Friday, 17 October 2008

Approval of Credit Institutions (Financial Support) Scheme 2008: Motion

 

11:00 am

Photo of Joan BurtonJoan Burton (Dublin West, Labour)

Although the scheme provides that any call on the State to honour the guarantee will be met by a payment out of this designated account, Department of Finance officials in their briefing to me made it clear that such an event would amount to an act of bankruptcy by one of the covered banks. In that event we would be in a very different situation. The account, which the Minister says will have a maximum amount of approximately €1 billion, would not meet the liabilities that would arise if the guarantee was ever needed. The Minister stated repeatedly in the debate that it would never cost the taxpayer a penny but there is a hole in his scheme. If some of the banks go under, the €1 billion will not be enough so we will be back to the taxpayer. There is nothing in this scheme to suggest that the Minister will absolutely clean out the balance sheets of the banks to ensure that their assets are appropriately valued.

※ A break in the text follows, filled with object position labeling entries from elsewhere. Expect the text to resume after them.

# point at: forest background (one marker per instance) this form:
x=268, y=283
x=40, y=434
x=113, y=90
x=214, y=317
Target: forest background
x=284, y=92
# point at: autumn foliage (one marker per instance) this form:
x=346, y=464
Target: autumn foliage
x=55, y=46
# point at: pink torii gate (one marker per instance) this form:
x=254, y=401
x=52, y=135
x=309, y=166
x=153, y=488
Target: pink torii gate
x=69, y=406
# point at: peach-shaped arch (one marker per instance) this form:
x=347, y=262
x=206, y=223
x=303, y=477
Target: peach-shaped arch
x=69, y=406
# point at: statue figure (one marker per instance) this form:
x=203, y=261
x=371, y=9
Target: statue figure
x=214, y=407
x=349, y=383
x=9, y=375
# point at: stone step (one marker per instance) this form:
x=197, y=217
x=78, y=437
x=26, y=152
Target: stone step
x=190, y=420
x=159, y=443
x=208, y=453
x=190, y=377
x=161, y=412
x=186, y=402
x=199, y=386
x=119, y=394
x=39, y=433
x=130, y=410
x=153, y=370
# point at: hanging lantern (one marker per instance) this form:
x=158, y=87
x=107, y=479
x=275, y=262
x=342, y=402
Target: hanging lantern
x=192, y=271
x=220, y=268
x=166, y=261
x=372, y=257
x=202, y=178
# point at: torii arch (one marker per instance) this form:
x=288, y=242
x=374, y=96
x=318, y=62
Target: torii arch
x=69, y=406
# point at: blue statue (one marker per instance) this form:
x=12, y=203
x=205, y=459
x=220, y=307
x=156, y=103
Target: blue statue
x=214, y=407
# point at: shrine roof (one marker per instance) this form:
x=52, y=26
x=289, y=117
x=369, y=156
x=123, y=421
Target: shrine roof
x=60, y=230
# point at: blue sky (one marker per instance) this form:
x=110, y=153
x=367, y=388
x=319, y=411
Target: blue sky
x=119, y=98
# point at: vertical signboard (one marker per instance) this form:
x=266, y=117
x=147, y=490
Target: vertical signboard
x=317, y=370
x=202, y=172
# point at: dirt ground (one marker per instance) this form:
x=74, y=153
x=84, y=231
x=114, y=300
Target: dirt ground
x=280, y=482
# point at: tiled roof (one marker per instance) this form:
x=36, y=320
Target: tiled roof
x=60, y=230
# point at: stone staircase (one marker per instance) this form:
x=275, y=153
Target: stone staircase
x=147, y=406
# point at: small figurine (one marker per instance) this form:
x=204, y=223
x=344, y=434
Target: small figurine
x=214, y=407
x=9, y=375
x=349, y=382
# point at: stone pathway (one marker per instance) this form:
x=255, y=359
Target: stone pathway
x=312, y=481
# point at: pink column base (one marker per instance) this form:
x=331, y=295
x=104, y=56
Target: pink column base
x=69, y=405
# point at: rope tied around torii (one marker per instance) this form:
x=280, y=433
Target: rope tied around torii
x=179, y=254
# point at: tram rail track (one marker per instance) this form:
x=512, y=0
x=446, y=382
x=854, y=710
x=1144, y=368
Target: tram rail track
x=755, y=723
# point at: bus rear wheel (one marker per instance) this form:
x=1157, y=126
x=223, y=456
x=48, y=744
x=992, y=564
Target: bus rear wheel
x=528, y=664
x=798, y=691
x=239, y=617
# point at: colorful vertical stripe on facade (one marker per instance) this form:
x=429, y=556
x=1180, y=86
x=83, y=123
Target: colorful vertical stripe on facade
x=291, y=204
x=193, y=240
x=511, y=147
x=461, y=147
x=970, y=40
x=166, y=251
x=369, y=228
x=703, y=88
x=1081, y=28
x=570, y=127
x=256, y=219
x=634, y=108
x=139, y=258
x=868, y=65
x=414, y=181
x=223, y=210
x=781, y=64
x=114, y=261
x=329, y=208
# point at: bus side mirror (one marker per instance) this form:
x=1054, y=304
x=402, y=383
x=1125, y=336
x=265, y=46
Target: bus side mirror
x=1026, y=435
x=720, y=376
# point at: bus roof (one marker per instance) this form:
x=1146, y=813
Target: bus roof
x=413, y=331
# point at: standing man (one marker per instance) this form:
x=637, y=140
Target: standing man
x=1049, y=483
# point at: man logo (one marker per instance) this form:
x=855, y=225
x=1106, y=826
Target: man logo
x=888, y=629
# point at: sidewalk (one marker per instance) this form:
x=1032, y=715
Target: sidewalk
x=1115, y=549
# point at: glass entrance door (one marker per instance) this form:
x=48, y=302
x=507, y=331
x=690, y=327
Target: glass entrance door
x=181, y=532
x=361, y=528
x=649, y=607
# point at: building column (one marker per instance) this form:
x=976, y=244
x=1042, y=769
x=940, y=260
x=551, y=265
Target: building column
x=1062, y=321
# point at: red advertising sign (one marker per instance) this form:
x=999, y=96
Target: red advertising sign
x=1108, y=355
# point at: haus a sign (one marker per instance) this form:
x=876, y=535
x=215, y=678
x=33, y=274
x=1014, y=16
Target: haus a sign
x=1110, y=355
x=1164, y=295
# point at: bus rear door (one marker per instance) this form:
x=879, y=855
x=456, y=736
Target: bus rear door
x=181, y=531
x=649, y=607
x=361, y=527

I welcome the notion that PWC will be undertaking a forensic examination but I suggest we wait and see what that brings up. However, a couple of days ago, the Financial Regulator came before the Joint Committee on Economic Regulatory Affairs. My colleague, Deputy Sherlock, was at that meeting. When asked this question by Deputy Sherlock and by other members of the committee, the Financial Regulator said again that the assets of the banks are sound, and that was only one week ago. The Financial Regulator seems to have a primary view that there is no fundamental impairment of bank assets in the long run. I regard that as an extraordinary viewpoint and I say that as an accountant — the Minister for Defence, Deputy Willie O'Dea, who is sitting beside the Minister for Finance is also an accountant. Despite this extraordinary viewpoint, the Financial Regulator as the manager of the scheme is the person on whom the Minister will rely. What confidence can we have?

I do not have a difficulty with the proposal to appoint directors to the boards of the banks. However, I presume they will be drawn from the same golden circle of friends of the banks, such as retired Secretaries General of Departments. We need people who do not belong to any golden circle and perhaps some of whom come from abroad, who are tough, independent-minded and who will not be beholden to the banks in the future and were not so in the past and who will give an honest opinion. Now more than ever we need a kind of "Mr. Deeds Goes to Town", "Mr. Smith Goes to Washington" — these were films about the Great Depression era in America, as the Minister will know. We need a Mr. Deeds who will without fear or favour sort out what is valuable in the banks and what has lost value, such as the assets which represent intense, reckless, stupid, greedy speculation in land. The Minister does not seem to have said that to the banks.

Under the scheme the Minister is taking powers to himself. I expect we can discuss this in greater detail in the question and answer session later. I ask the Minister to say whether he is satisfied that this is constitutionally possible within the framework of the scheme.